You should not pull your lawn mower backwards for a number of reasons. The greatest point of emphasis is the dangerous position you can put yourself in by pulling a spinning blade near to your shoes. In addition to this dangerous situation, pulling a standard push mower backwards does not change the direction the mower’s blades are spinning, meaning that you can wind up with grass that is unevenly cut as the mower travels backwards over your lawn.
The rest of the article will go into detail about why you should not make it a habit to pull your lawn mower backwards, the safety and mechanical circumstances that make this a bad habit, and the few times when you can very carefully pull your mower backwards.
How are push mowers designed?
Modern day push mowers are composed of a combustion engine which powers a beveled, double sided blade that cuts grass as the operator pushes it across their lawn. The length of the cut is determined by how low the operator sets the blade relative to the given surface.
How often should I bring my mower in for maintenance?
When you find that your mower is leaving a jagged, uneven cut, your blades either need sharpening or the bevel of the blade has become unbalanced and needs to be re-calibrated. Home Depot recommends that you bring in your push mower every 50 hours of run time or annually (whichever comes first) to have the oil changed.
How important is lawn mower safety?
The U.S. Consumer Products Safety Commission estimates that roughly 37,000 injuries are incurred from power mowers each year in the US alone. The vast majority of these accidents are lacerations from the mower’s blades caused by improper use of the mower. The second most common injuries are burns from the mower’s engine, meaning that it is always important to keep an eye on the components of your unit’s exhaust and air filtration systems.
How should I safely use a power mower?
A major point of order in proper use of a lawn mower is to never pull a running mower backwards. Even ensuring this point of emphasis, one should always wear closed-toed shoes and keep children away from a running mower at all times. Furthermore, always mow across an incline, never push a mower directly uphill as it creates a similar safety hazard as pulling a mower backwards towards the operator’s feet.
Should a push mower’s front and back be level?
No. The rear end (the end closest to you as the operator) of a push mower should sit higher than the front. This is because you only want the front blade of the mower to cut the grass. If the blade is cutting your lawn on the both front and back ends, you risk extra strain on the engine and a harder time pushing the mower. This discrepancy in angle means that you risk a jagged cut by pulling your mower along your grass in the opposite direction it is supposed to meet it.
Are there any mowers that are safe to pull?
There are mowers that are designed to be dragged behind the operator, but they are specifically made to be towed behind a motorized vehicle such as an ATV. These are typically only used on farmland and would be considered excessive for a suburban yard. Never try to manually pull a tow mower.
Why can’t I pull my self-propelled mower backwards?
Some power mowers have an engine that also provides a slight forward propulsion, meaning that pushing the mower requires less physical exertion from the operator. Some customers are confused when the same is not true when trying to pull the mower backwards. This is a very intentional safety feature from the manufacturer, providing further proof that you should never be dragging the mower towards your feet.
Are push mowers with reverse systems safe?
In recent years there have been a series of mowers that advertise the ability to mow both forwards and backwards with relative efficiency and safety.

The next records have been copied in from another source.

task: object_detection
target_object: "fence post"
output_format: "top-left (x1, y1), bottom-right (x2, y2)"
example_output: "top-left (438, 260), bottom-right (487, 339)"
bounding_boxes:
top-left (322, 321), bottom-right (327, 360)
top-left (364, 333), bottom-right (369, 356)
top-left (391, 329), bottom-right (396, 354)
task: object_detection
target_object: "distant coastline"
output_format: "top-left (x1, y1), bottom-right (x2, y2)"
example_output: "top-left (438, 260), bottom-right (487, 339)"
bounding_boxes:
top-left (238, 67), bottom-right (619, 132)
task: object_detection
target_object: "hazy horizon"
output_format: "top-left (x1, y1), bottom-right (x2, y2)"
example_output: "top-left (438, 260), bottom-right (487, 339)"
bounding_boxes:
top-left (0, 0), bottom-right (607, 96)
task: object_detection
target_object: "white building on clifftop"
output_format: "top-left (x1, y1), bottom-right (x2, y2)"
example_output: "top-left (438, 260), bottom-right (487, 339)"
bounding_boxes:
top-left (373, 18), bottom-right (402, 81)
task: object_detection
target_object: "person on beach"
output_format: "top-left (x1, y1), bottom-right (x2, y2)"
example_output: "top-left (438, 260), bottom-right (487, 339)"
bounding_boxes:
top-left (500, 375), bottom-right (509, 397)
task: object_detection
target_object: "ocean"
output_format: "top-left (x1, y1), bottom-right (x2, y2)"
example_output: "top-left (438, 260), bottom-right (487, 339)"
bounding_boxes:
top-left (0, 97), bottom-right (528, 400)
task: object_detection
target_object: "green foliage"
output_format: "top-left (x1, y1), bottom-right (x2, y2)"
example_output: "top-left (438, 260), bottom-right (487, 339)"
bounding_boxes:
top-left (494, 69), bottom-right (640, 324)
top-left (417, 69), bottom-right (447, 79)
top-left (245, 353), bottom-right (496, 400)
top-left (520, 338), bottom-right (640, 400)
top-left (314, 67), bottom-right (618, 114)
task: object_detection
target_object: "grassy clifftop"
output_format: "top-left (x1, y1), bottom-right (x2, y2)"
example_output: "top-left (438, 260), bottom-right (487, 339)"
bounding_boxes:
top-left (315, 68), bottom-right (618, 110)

While these advancements are welcome in the field of horticulture, it should be noted that no safety system is perfect, and good mowing practices should always be observed.

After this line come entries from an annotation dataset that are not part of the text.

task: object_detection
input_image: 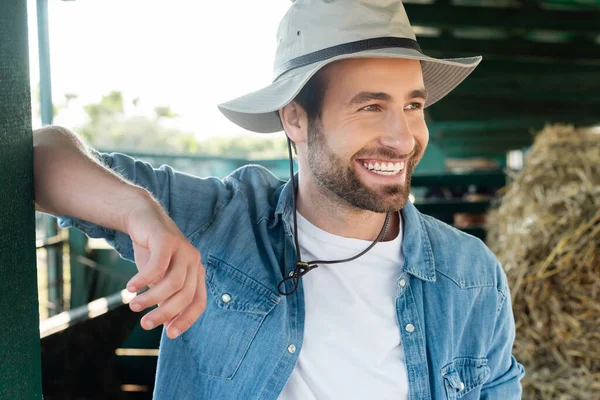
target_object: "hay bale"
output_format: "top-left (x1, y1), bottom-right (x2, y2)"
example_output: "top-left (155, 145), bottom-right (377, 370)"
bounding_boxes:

When is my child old enough to operate a power mower?
The American medical community generally agrees that a child is capable of understanding and following safe mowing procedures no younger than his or her 12th birthday. At this point, the child is considered developed enough to know what to wear and how to operate a mower, including the cardinal rule of never pulling a running mower backwards.
Are riding mowers safe to use in reverse?
Riding mowers are considered safer to operate in reverse as the operator’s feet are not the direct path of the blades. However, the user still has limited visibility in this situation and diligence is still required in the mower’s operation. In fact, the American Academy of Pediatrics recommends that children not operate a riding mower until they are 16 years of age.
Why does my mower cut better in reverse?
If you ever find yourself in the odd situation where your mower actually does cut better in reverse it means that your blades need to be sharpened. The leading beveled edge that cuts the grass when operated properly has grown dull and needs maintenance so that the mower can be used safely again.
Is it ever acceptable to pull my mower backwards?
While it is generally considered unsafe to mow in reverse, you may need to gently pull back to help yourself pivot the mower out of a very tight spot, such as when mowing around the edges of your yard. Even then, you should be very careful with your movements and only move backwards enough to pivot your mower out of very cramped spaces. Generally though, it’s better to avoid getting into such a situation in the first place rather than backing your way out of it.